Leaders of the Governance Task Force do not seem comfortable with that. Morrow said those questions about details need to be “clarified in advance.”

Melinda Sanders

Morrow and Sanders listed a series of concerns the Governance Task Force has identified. Those include:

  • How would the proposal ensure diversity on the reconfigured A Corporation board?
  • To what extent would all six PC(USA) agencies be required or expected to use shared services?
  • Would the reconfiguration bring efficiency, or create “another layer of bureaucracy”?

There are significant, serious questions embedded in these discussions. Among them:

  • Who controls the mission assets and decisions for the PC(USA)? That’s not simply who decides how to spend the PMA’s annual mission budget (this year, about $58 million). The A Corporation board has more than $500 million in assets reflected on its balance sheet – including assets housed at the Presbyterian Foundation in which PMA has a beneficial interest, because a portion of the earnings of those assets are spent on mission. Who will have authority to manage the A Corporation balance sheet?
  • What role would the A Corporation president play? Under the proposal, that would be a staff person – selected by the nine A Corporation board members. That president would have an ex officio seat on the boards of all six PC(USA) agencies, with voice but not vote.
  • Would this alignment be more efficient, or less so? Would, for example, PMA and OGA use a chief financial officer housed in the A Corporation – or would each have their own, plus one in the A Corporation?
  • How would diversity on the A Corporation be achieved? – with diversity being broadly defined, including race, gender, age and office. Hostetter said nominations for that board would tie into existing mechanisms for considering diversity, including the General Assembly Nominating Committee and the Committee on Representation. Some still have concerns. “This has the potential of making the A Corporation much more corporate than it already is,” said Chad Herring, a pastor who has led the board’s Finance Committee. “I’m not sure there’s the potential for a minister from Kansas City to sit on that board.”
Board members lined up to ask questions of Mark Hostetter

The board met in closed session for an hour and a half to discuss A Corporation issues.

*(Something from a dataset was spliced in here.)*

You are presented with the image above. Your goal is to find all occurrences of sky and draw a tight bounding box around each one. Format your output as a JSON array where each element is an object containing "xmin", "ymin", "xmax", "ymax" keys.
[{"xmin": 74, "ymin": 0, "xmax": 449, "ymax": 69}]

Sanders – herself a lawyer – said the A Corporation documents were filed in Pennsylvania because that’s where the first presbytery was formed. She said the Governance Task Force consulted with the law firm in Philadelphia that serves as the attorneys for the PC(USA) when the northern and southern branches of the church reunited in 1983.

The advice the task force received, she said, is that “without ecclesiastical documents, it can’t happen” – the A Corporation can’t delegate responsibility for mission to the Presbyterian Mission Agency without agreements spelling out in detail how that would work.

That led the Governance Task Force to have a flurry of conversations with representatives from Way Forward and All Agency Review – including as recently as the day before the board meeting. Conrad Rocha, the Governance Task Force’s other co-chair, described that as “an extremely positive, exciting conversation.”

Alice Ridgill

The hope, as Rocha articulated it, is this: the detailed documents would be ready by Feb. 16, the deadline for Way Forward and All Agency Review to submit their reports to the 2018 General Assembly.

Rocha said the Presbyterian Mission Agency Board will hold a special meeting Feb. 16 to consider and vote on documents spelling out the details, if they are ready by then. If they are not – or if the board doesn’t like what it sees in the documents – that might be when it returns to the five options Sanders listed, including the possibility of asking the General Assembly for a deliverance for PMA to create its own corporation.

Rocha urged board members to call in to that Feb. 16 meeting. “That’s like pushing it to the very limit,” he told the board. “If we don’t have a quorum, we’re shot.”

The board also voted Feb. 7 to elect its new leaders for 2018-2020 (starting at the end of the 2018 General Assembly): Joe Morrow as its new chair, and Warren Lasane as its vice chair. Lasane then will become the board’s chair after his term as vice chair concludes.